The Sharpest Point is Aimed at You.

When I was a kid, I couldn’t wait to get home from school so I could watch weekday afternoon cartoons. GI Joe, Transformers, He-Man and the Master of the Universe, and Voltron were some of the ones that I looked forward to the most. Every day, I would sit in front of the TV in the living room and I would watch those shows. And very often, my mother would tell me how bad the animation was. She would tell me how it wasn’t nearly as good as the cartoons that she watched. This wasn’t a once or twice thing, it was very often.

I would watch Professional Wrestling shows on the weekends. I would read Star Wars and GI Joe comic books too. And since we spent many weekends cleaning out my grandparents’ house in the Bronx, much of my comic book reading was spent in a tree in the backyard there. Because those books were monthly ones, I would read the same issues for weeks at a time. And very often, my mother would tell me how much of a waste of time it was for me to read them.

When I started finding my own musical tastes in my teens, I would do what most teens do and play songs at very loud volumes. At this point, the bands that I was listening to weren’t as far from the mainstream as stuff that I listen to now. And no matter how popular a band was, how many Grammys they may have won, and no matter how much acclaim they may have received, I would be told that they weren’t as good as the bands that my mother listened to.

I was often told of the faults of all of my friends. Any girl that I was dating wasn’t any good. I wouldn’t want to make plans with anyone because I would hear about how much I was wasting my time with whomever I was attempting to make the plans with. I would find ways to not talk about my plans or just not make them. If I did make plans and no talk about them, I would be accused of “sneaking around” and lying.

While I was in school, my classmates, and even a few teachers (well, one in particular) would make fun of my interests. Star Wars, Professional Wrestling, Heavy Metal Music. Enjoying these things were often easy sources of ridicule by the “popular kids.”

I didn’t have a “safe space” to enjoy myself without judgment. I didn’t have a place to go where I felt comfortable. If was bullied in school (which was frequent), I would go to my house and not want to talk about it. I would go to my bedroom, which was the same room that I was sent to by my parents as a punishment. You know, the old “go to your room” thing. So, I’m my bedroom, the punishment room, and I’m watching inferior cartoons or listening to inferior music.

It’s very easy to feel like you’re “less than” when you’re constantly told that you are, and especially when it’s in various aspects of your life.

Cartoons, Wrestling, Comic Books, and Music have all been very important to me at one point or another in my life.
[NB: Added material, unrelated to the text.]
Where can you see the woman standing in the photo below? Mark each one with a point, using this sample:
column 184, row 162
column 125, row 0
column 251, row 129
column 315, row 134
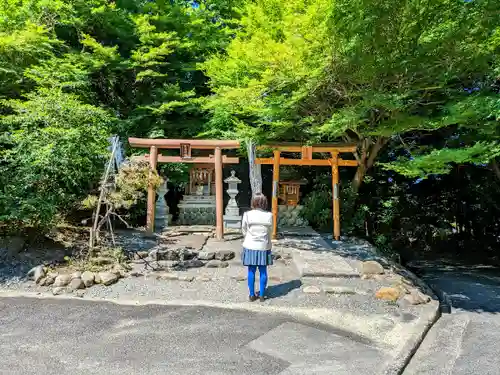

And at various points in my life, I’ve been mocked for liking the things that I like. It’s not easy to dismiss the mocking or the taunts when they’re consistent. It’s not easy to dismiss them when they’re coming from parents, teachers, or other authority like figures. In reality, it’s a lot easier to have their words become permanently part of your thoughts, to the point where they’re subconscious thoughts.

Over the past few years as much of the stuff that I liked in the 1980s has become popular again, I would get excited when I found out something like that a DVD box set of the old Voltron cartoon was being released. I would make sure to buy it for myself, but there was always a voice in my head telling me that it wasn’t any good and that I was wasting my time and money with it.

I think part of what made me think about some of this recently is the COVID-19 Pandemic. In a previous entry, I talked about how I spent much of 2020 in my old comfort zone. But, my comfort zone also includes a lot of baggage. And there’s definitely a lot of baggage.

I’m sure that some people wonder how and why a 45 year old is worried about what people said to him 35 years and longer ago, but it’s because it’s all engrained in my psyche and my personality. I’m often afraid to like what I like. I know that the stigma attached to many of my interests has dissipated in recent years, and I have found people to share my interests with, but that doesn’t mean that it’s easy for me.

I really do have a difficult time enjoying things to the fullest due what I’ve discussed here. It’s almost as if a ceiling was placed on my enjoyment levels. I don’t know if I’m capable of breaking through that ceiling and enjoying anything at 100%. There’s always something telling me that I’m doing is wrong, even if it’s not. That voice is always there. And, it’s not just one voice. It’s many.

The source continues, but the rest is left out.